The lure of the Renaissance gardens of Italy finally ended with the work of Henry Hoare II of Stourhed. His valley garden was started when he returned from Italy fresh from his Grand Tour in 1741 to take possession of the Stourhead estate. It was completed in 1765 . The garden was created in collaboration with Henry Flitcroft . It was luxuriantly planted around an artificial lake, and laid out a carefully planned walk around the valley that provided a sequence of Picturesque inward looking views and encounters with temples, statuary, springs and a grotto. The walk was conceived as an allegory of Aeneas' voyage after the fall of Troy. The grotto marks a stage in his journey, and the Temple of Flora is inscribed with the caution uttered by the Cumaean Sybil, in Virgil's Aeneid, before she led Aeneas into the underworld to hear the prophecy of Rome's founding: 'Begone! you who are uninitiated, begone!' One of the principal Picturesque views at Stourhead is known to reflect Claude Lorrain's
Coast View of Delos
with Aeneas and the passage from Vergil on which it was based, relating Aeneas's account of his experience in the Temple of Apollo at Delos...The architectural set-pieces each in a Picturesque location include a Temple of Apollo, A Temple of Flora, a Pantheon (from the Claude painting), and a Palladian bridge. Hoare based his design for the bridge on Palladio's five-arched bridge at Vicenza and expressed the hope that the whole composition would resemble a painting by Poussin.

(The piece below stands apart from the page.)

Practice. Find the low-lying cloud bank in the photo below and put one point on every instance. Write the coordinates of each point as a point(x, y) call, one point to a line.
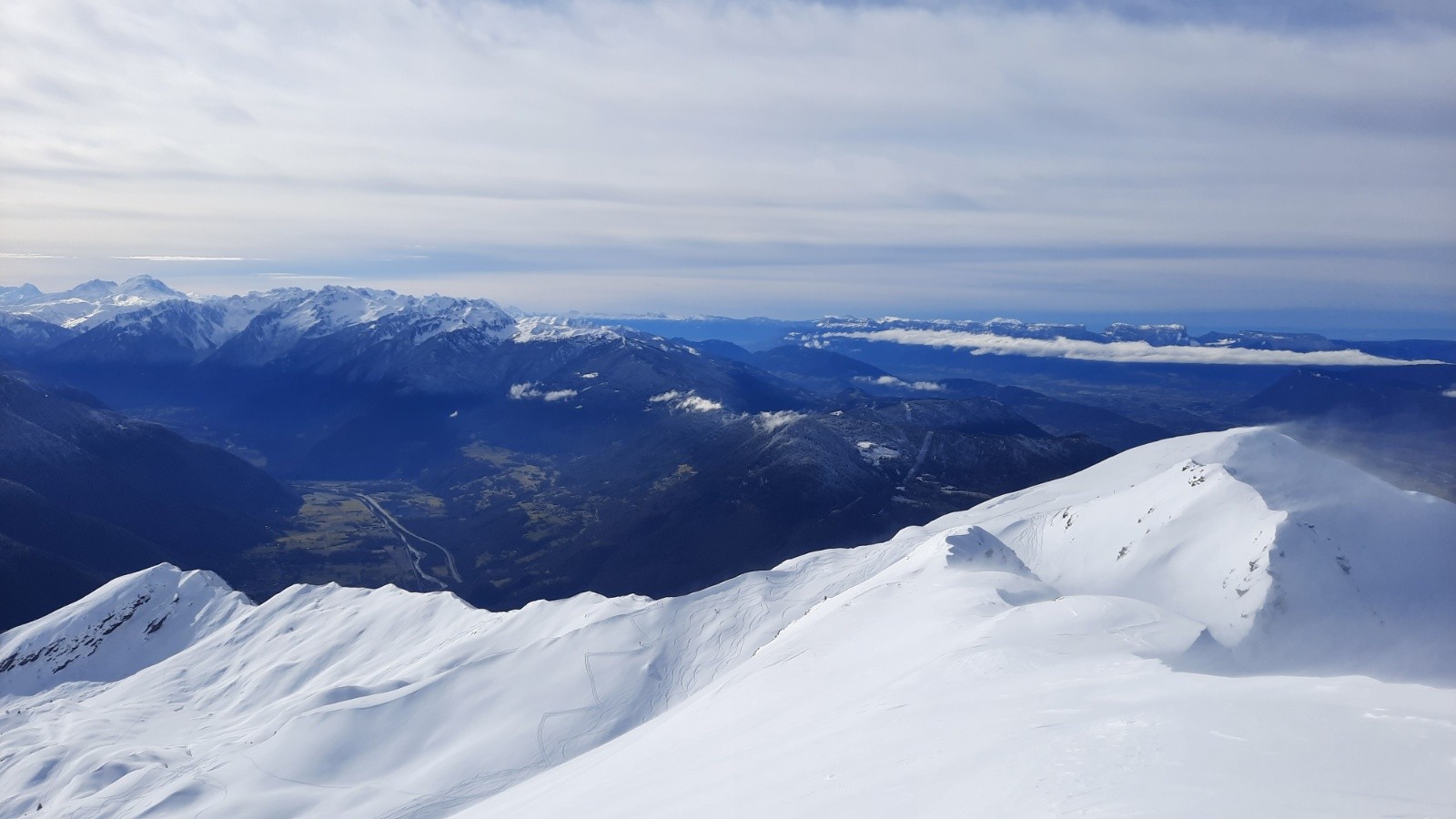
point(1133, 351)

The momentum towards an 'English landscape aesthetic' was carried forward by Lancelot 'Capability' Brown, who began his career as an employee of Lord Cobham at Stowe in 1741. This gave him the opportunity of working with William Kent. He later practiced as a landscape architect in his own right and in 1764 Brown was appointed Master Gardener at Hampton Court. The seven hundred acre Petworth Park in West Sussex is the greatest example of a Brownian landscape garden left in England. The park was one of Lancelot Brown's first projects as an independent designer. He began to landscape the Earl of Egremont's deer park in 1751. Basically he was working on a rectilinear garden, probably designed by George London (c1688), situated between the house and the lake. Brown swept this away, transported an estimated 64,000 tons of soil, dammed a stream and made a serpentine lake which became the park's centerpiece. The view of the lake from Petworth House illustrates Brown's typical work with the simple elements of grass, trees, a lake, and hills. The lawn runs right up to the lakeshores, which follow a serpentine pattern. The size of the lake is indiscernible, as Brown curved the far edges out of sight, and planted those shores with dense trees, thereby making the lake seem to stretch out into infinity, much as the rolling contours of his lawns mask the true size of the park. Brown planted the tops of hills with clusters of trees, thus accenting the contours of the land. It is the Brownian landscape, particularly as further developed by Humphrey Repton, that simulates the arrangement of trees, grass and water favoured by painter's, walkers and picnic parties in AONBs.